Think about a spigot on the side of a house that hasn’t been turned on for ten years. When you turn it on, do you think clean water will be coming through? Nope. There will be lots of rust and sediment. But what’s pushing it through? The same source of clean water that’s coming through all the other spigots and faucets that are working just fine. So just let the dirty stuff run through for a while and then eventually the clean water will appear. When we take this attitude of just watching our judgments and asking our wisdom/common sense about them, one by one, then we begin to see that the whole thing is not a big deal. And after a while, it’s like the chatterbox gives up. Or it at least chills out quite a bit.

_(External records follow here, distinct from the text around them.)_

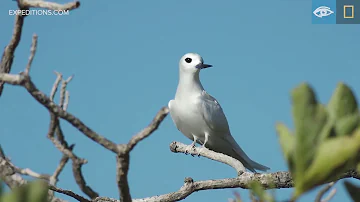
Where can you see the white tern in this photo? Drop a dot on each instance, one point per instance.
(200, 117)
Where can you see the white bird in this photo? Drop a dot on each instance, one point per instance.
(200, 117)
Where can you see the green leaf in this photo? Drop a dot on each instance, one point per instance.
(342, 102)
(332, 159)
(31, 192)
(347, 124)
(287, 143)
(328, 131)
(353, 191)
(38, 191)
(309, 119)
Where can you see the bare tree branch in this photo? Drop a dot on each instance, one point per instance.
(323, 191)
(149, 129)
(32, 54)
(69, 193)
(123, 158)
(26, 82)
(55, 86)
(50, 5)
(122, 168)
(8, 55)
(63, 91)
(62, 145)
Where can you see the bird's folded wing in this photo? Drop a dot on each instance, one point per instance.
(213, 113)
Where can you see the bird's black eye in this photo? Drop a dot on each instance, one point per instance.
(188, 60)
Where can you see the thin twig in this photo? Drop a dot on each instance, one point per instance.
(26, 82)
(76, 161)
(323, 191)
(56, 85)
(8, 55)
(69, 193)
(63, 91)
(50, 5)
(66, 102)
(32, 54)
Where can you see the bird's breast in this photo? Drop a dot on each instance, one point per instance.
(190, 120)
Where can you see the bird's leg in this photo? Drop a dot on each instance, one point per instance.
(205, 141)
(191, 146)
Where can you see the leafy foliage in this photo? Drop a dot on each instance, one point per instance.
(36, 191)
(315, 151)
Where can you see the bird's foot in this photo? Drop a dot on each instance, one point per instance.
(200, 150)
(189, 148)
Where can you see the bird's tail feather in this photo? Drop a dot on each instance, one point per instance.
(244, 159)
(258, 166)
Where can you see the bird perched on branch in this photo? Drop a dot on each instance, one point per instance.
(200, 117)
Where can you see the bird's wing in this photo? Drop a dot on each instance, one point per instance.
(213, 114)
(173, 115)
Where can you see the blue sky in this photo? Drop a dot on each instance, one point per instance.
(124, 55)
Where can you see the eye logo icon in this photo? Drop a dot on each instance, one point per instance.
(322, 11)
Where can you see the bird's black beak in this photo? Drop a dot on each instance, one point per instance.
(203, 66)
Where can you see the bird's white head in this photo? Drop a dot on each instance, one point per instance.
(192, 63)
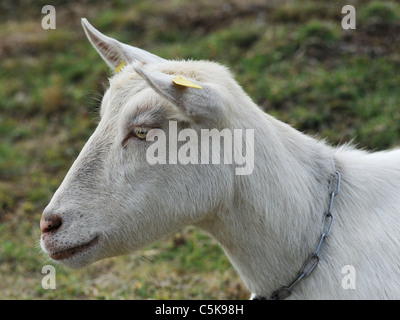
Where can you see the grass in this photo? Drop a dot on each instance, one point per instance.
(293, 58)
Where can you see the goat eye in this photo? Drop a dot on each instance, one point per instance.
(140, 132)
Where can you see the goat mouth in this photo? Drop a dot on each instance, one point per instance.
(67, 253)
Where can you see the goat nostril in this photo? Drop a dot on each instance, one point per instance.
(50, 223)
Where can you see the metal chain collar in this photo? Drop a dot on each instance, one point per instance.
(313, 259)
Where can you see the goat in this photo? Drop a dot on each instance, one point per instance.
(268, 221)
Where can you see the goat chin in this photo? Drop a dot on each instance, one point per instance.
(268, 220)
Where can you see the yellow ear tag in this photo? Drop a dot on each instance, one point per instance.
(120, 66)
(181, 81)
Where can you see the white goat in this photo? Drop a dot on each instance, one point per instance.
(113, 201)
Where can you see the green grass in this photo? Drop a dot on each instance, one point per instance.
(293, 58)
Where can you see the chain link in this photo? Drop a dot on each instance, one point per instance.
(313, 259)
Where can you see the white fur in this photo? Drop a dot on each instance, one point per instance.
(267, 222)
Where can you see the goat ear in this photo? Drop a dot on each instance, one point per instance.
(196, 100)
(114, 52)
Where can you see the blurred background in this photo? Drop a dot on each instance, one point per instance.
(292, 57)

An awesome teacher of mine, John Mark Stroud (www.onewhowakes.org), tells the story about how his teacher had him go to a shopping mall, sit down, and love everyone that walked by. A shopping mall? Really?? This is Judgment City! Every flavor of freak is there, and I say that with total love. Just sayin. Okay, maybe “every flavor of human” would be a better way to say that. Anyway, his teacher knew this, so the whole point was to flush up all of these ridiculous judgments. “He’s fat. She’s ugly. Look at that outfit! He or she looks like they have money, or don’t have money. You act like that in public??” You get the picture. And one by one, he would simply watch each judgment with innocence and send love to each person instead, noting that they are free to look or act however they want, just as you and I are. I’ve done this some, though not in a mall. And sometimes some real zingers pop in! I can’t tell you the relief when you see that it’s all okay, though. It’s all okay. You can even tell yourself, “Wow, that was a really mean one!” It’s not like I’m trying to be a jerk; they just pop right in. But when you just observe them rather than judge them, they pop right out. And you are still in a state of innocence. Wow – there’s real power there.

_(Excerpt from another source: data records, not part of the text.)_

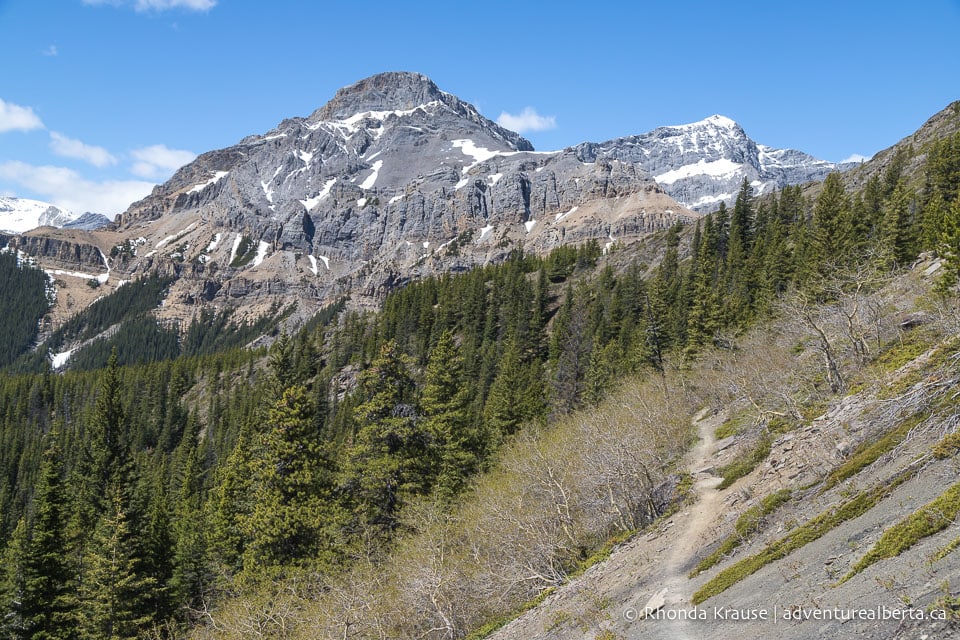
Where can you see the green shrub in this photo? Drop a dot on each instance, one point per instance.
(868, 452)
(747, 524)
(745, 462)
(926, 521)
(803, 535)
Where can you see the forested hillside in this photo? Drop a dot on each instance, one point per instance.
(23, 304)
(164, 496)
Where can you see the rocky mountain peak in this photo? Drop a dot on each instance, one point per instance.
(390, 91)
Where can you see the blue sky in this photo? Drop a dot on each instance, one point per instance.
(101, 99)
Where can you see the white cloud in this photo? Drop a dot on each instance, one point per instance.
(70, 148)
(158, 5)
(158, 162)
(856, 157)
(526, 120)
(13, 117)
(67, 189)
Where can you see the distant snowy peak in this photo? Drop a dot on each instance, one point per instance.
(704, 163)
(19, 215)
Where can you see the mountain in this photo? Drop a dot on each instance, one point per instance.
(89, 222)
(390, 180)
(394, 179)
(703, 163)
(18, 215)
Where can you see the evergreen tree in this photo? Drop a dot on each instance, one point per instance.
(388, 458)
(230, 503)
(12, 580)
(49, 602)
(109, 426)
(514, 395)
(444, 405)
(897, 232)
(113, 602)
(832, 223)
(289, 486)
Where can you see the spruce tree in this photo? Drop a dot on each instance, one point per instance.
(12, 580)
(289, 483)
(49, 593)
(114, 595)
(444, 403)
(387, 461)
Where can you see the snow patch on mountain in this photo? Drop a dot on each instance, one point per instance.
(717, 168)
(372, 178)
(217, 177)
(19, 215)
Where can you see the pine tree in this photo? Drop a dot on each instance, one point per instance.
(229, 504)
(49, 603)
(192, 572)
(444, 404)
(510, 401)
(113, 602)
(832, 223)
(289, 483)
(387, 460)
(897, 232)
(12, 580)
(109, 425)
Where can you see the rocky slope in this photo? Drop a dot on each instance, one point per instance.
(704, 163)
(392, 179)
(866, 465)
(18, 215)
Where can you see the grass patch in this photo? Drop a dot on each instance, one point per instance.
(946, 550)
(868, 452)
(746, 525)
(745, 462)
(900, 352)
(731, 427)
(500, 621)
(803, 535)
(926, 521)
(948, 447)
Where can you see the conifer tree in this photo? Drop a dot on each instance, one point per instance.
(230, 503)
(109, 426)
(14, 558)
(49, 603)
(444, 405)
(831, 221)
(113, 601)
(289, 484)
(896, 232)
(387, 461)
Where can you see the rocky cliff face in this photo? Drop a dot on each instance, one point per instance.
(18, 215)
(390, 180)
(704, 163)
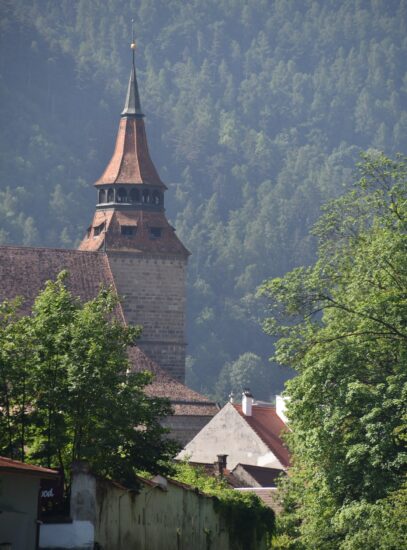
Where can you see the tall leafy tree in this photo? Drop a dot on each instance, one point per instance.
(68, 392)
(342, 325)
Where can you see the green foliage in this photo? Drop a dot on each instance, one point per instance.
(342, 326)
(67, 392)
(248, 519)
(256, 113)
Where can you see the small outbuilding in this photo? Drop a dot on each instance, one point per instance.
(20, 485)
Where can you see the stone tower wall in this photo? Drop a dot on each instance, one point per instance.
(153, 290)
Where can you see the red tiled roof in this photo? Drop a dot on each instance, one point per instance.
(268, 426)
(264, 477)
(9, 465)
(184, 400)
(24, 272)
(131, 162)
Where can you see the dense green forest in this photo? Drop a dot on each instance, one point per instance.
(256, 113)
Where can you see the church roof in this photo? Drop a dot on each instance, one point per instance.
(132, 104)
(24, 272)
(265, 422)
(131, 162)
(140, 241)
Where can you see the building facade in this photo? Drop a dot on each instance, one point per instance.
(131, 247)
(147, 260)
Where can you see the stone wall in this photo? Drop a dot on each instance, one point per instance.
(161, 515)
(153, 289)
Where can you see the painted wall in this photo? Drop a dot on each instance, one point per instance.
(162, 515)
(228, 433)
(154, 291)
(19, 502)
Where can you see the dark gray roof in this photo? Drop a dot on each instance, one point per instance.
(132, 106)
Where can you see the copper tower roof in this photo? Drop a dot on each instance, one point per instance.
(131, 162)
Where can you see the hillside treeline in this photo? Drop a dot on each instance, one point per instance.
(256, 113)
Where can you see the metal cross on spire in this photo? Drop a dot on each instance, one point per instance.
(132, 105)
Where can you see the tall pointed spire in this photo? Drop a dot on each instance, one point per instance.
(132, 106)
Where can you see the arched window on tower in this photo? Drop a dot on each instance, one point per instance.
(121, 195)
(157, 197)
(135, 195)
(110, 195)
(102, 196)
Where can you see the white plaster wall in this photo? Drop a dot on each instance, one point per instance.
(155, 519)
(19, 498)
(78, 534)
(228, 433)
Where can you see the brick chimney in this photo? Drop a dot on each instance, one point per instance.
(220, 465)
(247, 402)
(281, 408)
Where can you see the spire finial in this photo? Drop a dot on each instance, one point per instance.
(132, 104)
(133, 44)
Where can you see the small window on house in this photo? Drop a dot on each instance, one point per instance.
(155, 232)
(128, 230)
(157, 197)
(102, 196)
(121, 195)
(98, 229)
(135, 195)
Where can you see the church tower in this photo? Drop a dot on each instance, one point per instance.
(147, 260)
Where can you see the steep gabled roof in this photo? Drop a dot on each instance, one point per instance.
(269, 427)
(24, 272)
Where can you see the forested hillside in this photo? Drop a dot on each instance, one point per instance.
(256, 113)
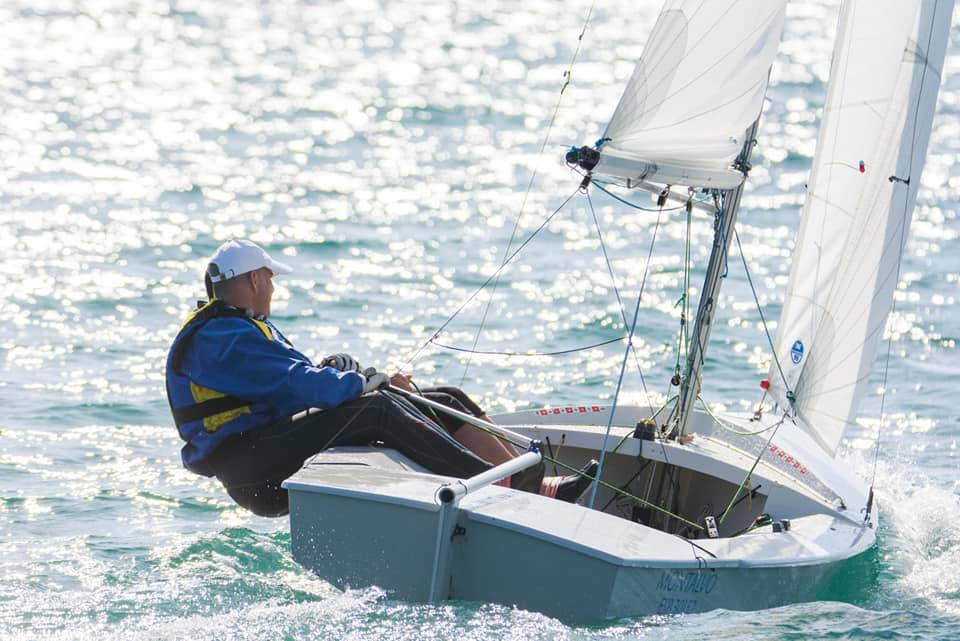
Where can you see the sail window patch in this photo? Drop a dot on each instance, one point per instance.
(796, 352)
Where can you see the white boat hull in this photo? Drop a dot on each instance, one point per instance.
(362, 517)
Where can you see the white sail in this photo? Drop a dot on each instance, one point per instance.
(697, 88)
(885, 76)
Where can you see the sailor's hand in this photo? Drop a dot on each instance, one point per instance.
(342, 362)
(402, 381)
(375, 382)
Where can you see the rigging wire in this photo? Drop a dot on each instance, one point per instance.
(568, 76)
(626, 202)
(903, 231)
(496, 273)
(616, 290)
(756, 299)
(626, 354)
(749, 475)
(584, 348)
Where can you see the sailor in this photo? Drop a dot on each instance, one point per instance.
(251, 408)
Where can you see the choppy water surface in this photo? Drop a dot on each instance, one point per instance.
(384, 149)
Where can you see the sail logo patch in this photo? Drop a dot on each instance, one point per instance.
(796, 352)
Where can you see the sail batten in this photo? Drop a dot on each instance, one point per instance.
(697, 88)
(856, 217)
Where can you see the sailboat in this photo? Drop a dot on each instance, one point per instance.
(691, 511)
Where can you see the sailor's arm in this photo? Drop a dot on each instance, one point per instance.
(233, 357)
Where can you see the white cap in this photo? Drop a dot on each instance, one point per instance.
(236, 257)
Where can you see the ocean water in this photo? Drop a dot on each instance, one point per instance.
(385, 150)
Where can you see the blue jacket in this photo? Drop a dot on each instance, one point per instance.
(227, 374)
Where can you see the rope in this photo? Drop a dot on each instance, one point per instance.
(749, 475)
(487, 282)
(726, 425)
(623, 364)
(903, 228)
(633, 205)
(756, 299)
(556, 353)
(616, 290)
(568, 76)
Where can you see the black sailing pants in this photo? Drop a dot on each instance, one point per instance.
(252, 466)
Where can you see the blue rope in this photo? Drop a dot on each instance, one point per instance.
(623, 367)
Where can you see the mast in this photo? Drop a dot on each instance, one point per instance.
(716, 272)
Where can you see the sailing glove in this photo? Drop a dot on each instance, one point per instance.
(375, 382)
(342, 362)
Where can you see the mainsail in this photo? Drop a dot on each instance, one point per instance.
(885, 76)
(697, 88)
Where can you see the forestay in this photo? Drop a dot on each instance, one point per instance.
(698, 86)
(885, 75)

So give this a shot. Start to see all of these judgments and note that this is nothing more than innocent conditioning, and it’s on the way out. There’s a book that I always recommend called Somebody Should Have Told Us by Jack Pransky. In it, he says that it’s not our thoughts that get us into trouble but rather our thoughts about those thoughts. I love that. And this is exactly what I’m saying – the judgments pop right in, but they pop right out as well. There’s no parking lot for thoughts, unless we sit there and do a bunch more thinking about them. Otherwise there are gone, and we see that nothing really happened. And I’m not a bad person. And I can still love myself and send love to another if I feel the desire to. But we’re pulling the plug on this whole game of judging our judgments, and you’ll see in time how huge this really is. Huge! So happy practicing, and as always, let me know if I can help.